The victim’s daughter, Erin McEvilley, in devastated remarks Tuesday, told the court that her father was the kind of person she could talk to about anything, and lamented how she could not seek his counsel in her grief. In great detail, she recalled riding around on the back of his wheelchair as a child and laughing their heads off together watching reality TV dramas, memories of ordinary nights spent on the couch that she now holds as precious.
“The hospital my dad was rushed to and declared dead at after he was stabbed is directly across the street from my college,” Erin said. “Since this happened, I find myself struggling to pay attention to class, staring out the classroom window, wondering which side of the hospital my dad’s body was wheeled through.
“It destroys me that my dad will never be able to walk me down the aisle or meet his grandchildren or watch my brother graduate college. It destroys me even more that I’m slowly growing into a person that my dad never got the chance to know.”
The residential building where the incident occurred, The Times Square, operated by nonprofit Breaking Ground, provides affordable housing and support services for hundreds of formerly homeless and low-income New Yorkers, including people living with mental illness, HIV and AIDS, and is the nation’s largest permanent supportive housing residence.
When McEvilley noticed water leaking from his bathroom ceiling shortly after midnight, he went upstairs to let Young know, according to trial evidence. Young, at the time working as a pizza maker at a Wegmans grocery store, briefly opened the door and then tried to shut it, taking out the knife when McEvilley nudged it back.
Describing the incident as an “incredibly sad situation,” State Supreme Court Justice Laura Ward said two families had been destroyed by Young’s actions.
“Unfortunately, no sentence is ever going to bring back your dad. I wish I had that power,” Ward told McEvilley’s children.
The judge said trial evidence showed how tight-knit McEvilley’s family was, how he was a kind man who had experienced a lot of hardship, including the life-altering injuries he sustained in the subway incident and his battle with severe alcoholism. The News previously reported that McEvilley had lost a brother, Alex, to murder in Texas decades ago, a killing that was never solved.
Ward, who also imposed a term of five years post-release supervision, acknowledged letters from people in Young’s life describing his difficult upbringing in a neighborhood plagued by gang violence and noting he had managed never to get involved.
“He had difficulty growing up, in that, he stuttered, and he did graduate from public school and had multiple jobs throughout the years,” Ward said.
“It is clear from the videotape that was played during the trial that the defendant was immediately sorry for the action, not necessarily how it was caused, but he was sorry that a life was taken.”

In his statement before sentencing, Young wept and apologized to McEvilley’s kids, saying he’d acted without intention in a moment of impulsiveness that he’d forever regret.
“It happened so fast. I just reacted out of fear as he was forcibly pushing his way inside my apartment,” he said. “Not angry, but extremely terrified of my life during that moment, I was not thinking. I quickly grabbed whatever I could get my hands on, and it just so happened that the knife was right there, and without aiming, I struck him in the chest.”
While describing himself as solely responsible for the death of McEvilley and apologizing to his children, Young appeared to place some blame on the victim.

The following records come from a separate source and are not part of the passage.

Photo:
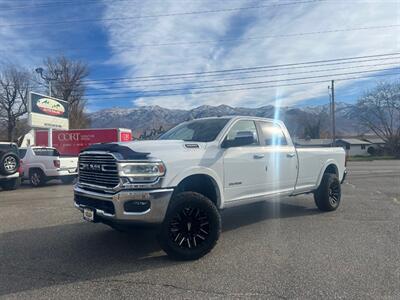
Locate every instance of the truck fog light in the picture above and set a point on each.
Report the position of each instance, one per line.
(137, 206)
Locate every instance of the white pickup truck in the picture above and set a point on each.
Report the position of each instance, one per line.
(182, 180)
(41, 164)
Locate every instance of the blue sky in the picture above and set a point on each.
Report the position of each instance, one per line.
(132, 38)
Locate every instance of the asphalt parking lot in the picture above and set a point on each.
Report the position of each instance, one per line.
(285, 249)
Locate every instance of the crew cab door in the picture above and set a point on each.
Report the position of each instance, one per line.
(280, 158)
(244, 166)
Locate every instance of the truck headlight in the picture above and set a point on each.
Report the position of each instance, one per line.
(142, 169)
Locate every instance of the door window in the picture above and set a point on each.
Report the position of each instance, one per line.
(272, 134)
(243, 127)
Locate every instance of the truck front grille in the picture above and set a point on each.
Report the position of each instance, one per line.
(106, 206)
(98, 169)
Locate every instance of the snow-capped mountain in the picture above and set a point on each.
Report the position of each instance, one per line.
(146, 118)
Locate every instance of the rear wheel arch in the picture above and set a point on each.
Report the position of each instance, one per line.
(329, 168)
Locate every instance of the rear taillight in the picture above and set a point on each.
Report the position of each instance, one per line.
(56, 163)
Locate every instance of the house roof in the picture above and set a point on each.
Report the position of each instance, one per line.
(354, 141)
(310, 142)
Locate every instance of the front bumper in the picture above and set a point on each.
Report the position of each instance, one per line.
(61, 173)
(113, 207)
(9, 177)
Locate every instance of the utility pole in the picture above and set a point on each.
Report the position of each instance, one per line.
(49, 80)
(333, 112)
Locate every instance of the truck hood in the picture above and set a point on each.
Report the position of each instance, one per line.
(162, 148)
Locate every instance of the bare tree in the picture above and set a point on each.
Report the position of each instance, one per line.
(70, 87)
(379, 110)
(15, 84)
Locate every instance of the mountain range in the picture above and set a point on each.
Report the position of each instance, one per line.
(146, 118)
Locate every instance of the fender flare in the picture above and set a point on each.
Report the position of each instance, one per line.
(324, 167)
(202, 171)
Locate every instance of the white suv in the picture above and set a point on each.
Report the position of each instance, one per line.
(9, 166)
(41, 164)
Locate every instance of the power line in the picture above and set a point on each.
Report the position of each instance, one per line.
(245, 84)
(200, 42)
(187, 13)
(250, 88)
(58, 3)
(279, 66)
(246, 77)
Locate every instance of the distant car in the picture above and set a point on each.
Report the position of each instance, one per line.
(41, 164)
(9, 166)
(198, 168)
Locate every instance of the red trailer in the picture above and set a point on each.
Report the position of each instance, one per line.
(71, 142)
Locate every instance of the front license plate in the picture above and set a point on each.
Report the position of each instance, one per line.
(88, 214)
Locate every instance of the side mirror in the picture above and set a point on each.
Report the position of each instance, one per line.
(242, 138)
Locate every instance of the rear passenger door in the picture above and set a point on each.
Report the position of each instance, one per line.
(279, 157)
(244, 169)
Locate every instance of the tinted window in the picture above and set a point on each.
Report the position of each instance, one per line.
(46, 152)
(205, 130)
(272, 134)
(243, 127)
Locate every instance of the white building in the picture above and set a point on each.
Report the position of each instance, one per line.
(354, 147)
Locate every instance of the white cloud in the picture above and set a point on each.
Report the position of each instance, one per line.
(296, 18)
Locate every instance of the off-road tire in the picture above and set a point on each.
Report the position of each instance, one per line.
(327, 196)
(11, 184)
(191, 227)
(9, 163)
(67, 179)
(37, 178)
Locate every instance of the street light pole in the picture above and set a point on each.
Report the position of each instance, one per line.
(49, 80)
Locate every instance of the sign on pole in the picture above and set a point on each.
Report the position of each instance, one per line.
(47, 112)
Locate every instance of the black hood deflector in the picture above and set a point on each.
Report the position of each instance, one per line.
(124, 151)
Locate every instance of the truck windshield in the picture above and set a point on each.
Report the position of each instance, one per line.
(205, 130)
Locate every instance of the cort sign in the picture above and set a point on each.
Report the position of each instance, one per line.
(68, 137)
(47, 112)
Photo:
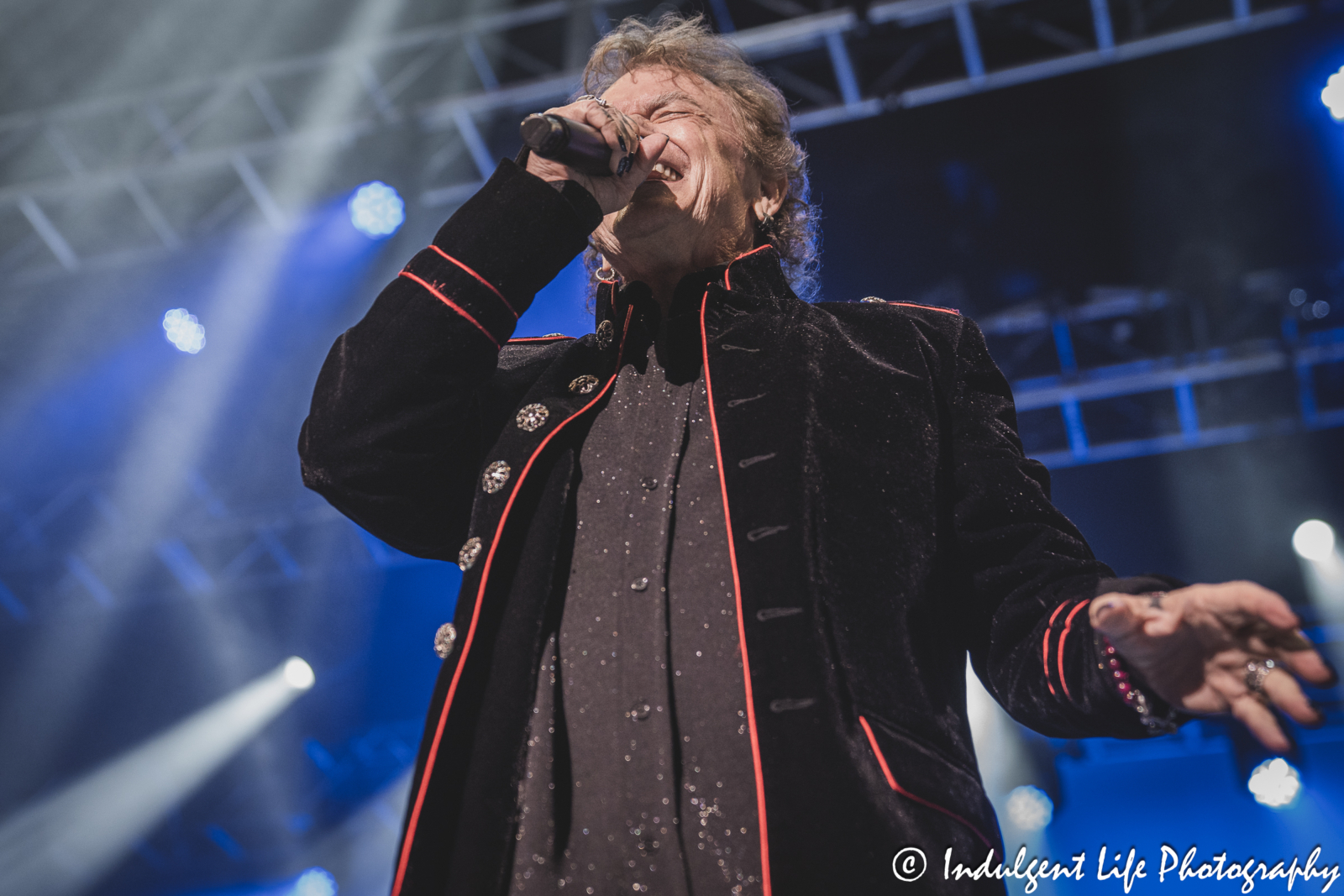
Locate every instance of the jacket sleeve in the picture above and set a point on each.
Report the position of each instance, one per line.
(407, 398)
(1028, 570)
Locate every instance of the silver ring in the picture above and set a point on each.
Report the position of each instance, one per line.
(1256, 673)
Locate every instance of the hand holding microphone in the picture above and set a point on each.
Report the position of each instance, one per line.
(596, 145)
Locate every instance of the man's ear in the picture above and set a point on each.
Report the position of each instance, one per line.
(773, 192)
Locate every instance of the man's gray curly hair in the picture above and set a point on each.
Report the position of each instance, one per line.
(687, 45)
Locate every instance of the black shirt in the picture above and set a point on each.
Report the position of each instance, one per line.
(638, 766)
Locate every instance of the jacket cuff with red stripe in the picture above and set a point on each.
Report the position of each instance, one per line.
(507, 242)
(1077, 671)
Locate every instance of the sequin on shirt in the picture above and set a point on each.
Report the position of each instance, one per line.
(638, 774)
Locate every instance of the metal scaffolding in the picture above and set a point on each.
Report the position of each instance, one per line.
(192, 155)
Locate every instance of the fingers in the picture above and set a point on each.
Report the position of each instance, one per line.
(647, 154)
(1285, 694)
(1307, 664)
(1256, 600)
(1117, 616)
(1260, 721)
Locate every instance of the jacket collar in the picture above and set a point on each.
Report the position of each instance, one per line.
(749, 282)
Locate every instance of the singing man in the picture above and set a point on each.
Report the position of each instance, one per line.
(725, 557)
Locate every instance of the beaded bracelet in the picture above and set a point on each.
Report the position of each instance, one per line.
(1133, 696)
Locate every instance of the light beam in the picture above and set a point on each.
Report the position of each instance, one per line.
(64, 844)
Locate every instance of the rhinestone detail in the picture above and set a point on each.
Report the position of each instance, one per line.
(467, 557)
(495, 477)
(445, 640)
(584, 385)
(531, 417)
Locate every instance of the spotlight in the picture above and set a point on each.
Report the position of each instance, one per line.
(1334, 94)
(65, 841)
(185, 331)
(376, 210)
(299, 674)
(315, 882)
(1274, 783)
(1315, 540)
(1030, 808)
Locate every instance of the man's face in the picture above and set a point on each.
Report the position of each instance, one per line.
(696, 207)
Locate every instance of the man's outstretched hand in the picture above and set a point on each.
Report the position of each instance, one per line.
(1193, 647)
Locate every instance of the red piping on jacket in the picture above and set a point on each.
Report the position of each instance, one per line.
(484, 282)
(476, 613)
(891, 779)
(929, 308)
(1068, 621)
(739, 258)
(1045, 649)
(737, 591)
(457, 308)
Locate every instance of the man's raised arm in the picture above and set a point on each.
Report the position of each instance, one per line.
(407, 401)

“All the time,” he said, “I tell myself I wish he never pushed his way into my home, then I will not be incarcerated, and he’d still be alive, and more importantly, his children would have their father. I am really sorry.”

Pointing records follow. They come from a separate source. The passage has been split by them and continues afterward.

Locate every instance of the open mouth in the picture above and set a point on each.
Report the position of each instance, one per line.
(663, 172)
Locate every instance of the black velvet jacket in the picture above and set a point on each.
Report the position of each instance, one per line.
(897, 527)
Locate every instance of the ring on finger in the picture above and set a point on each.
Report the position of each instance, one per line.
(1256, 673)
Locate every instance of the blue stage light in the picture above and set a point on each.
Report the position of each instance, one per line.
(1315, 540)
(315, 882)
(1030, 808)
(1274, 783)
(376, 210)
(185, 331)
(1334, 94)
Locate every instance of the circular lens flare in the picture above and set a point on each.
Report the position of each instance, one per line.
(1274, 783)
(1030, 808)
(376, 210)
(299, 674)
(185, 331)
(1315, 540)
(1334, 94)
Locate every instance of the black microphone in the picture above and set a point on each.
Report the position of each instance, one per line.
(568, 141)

McEvilley’s son, Liam McEvilley, directly addressed Young in his statement, saying he’d stolen not just a father from him but a best friend.
“How hard could it have been to reasonably overcome frustrations of being woken up in the middle of the night,” Liam said, “how the whole interaction should have ended in minutes rather than years, had you just engaged in a simple, neighborly conversation, rather than resorting to violence?”
“Now it is a horror and reality both for you and your family, as well as me and mine,” he added. “As I sat in the courtroom and watched the footage of my dad dying over and over again, I was faced with an imagery that will live inside my mind, uninvited, forever.”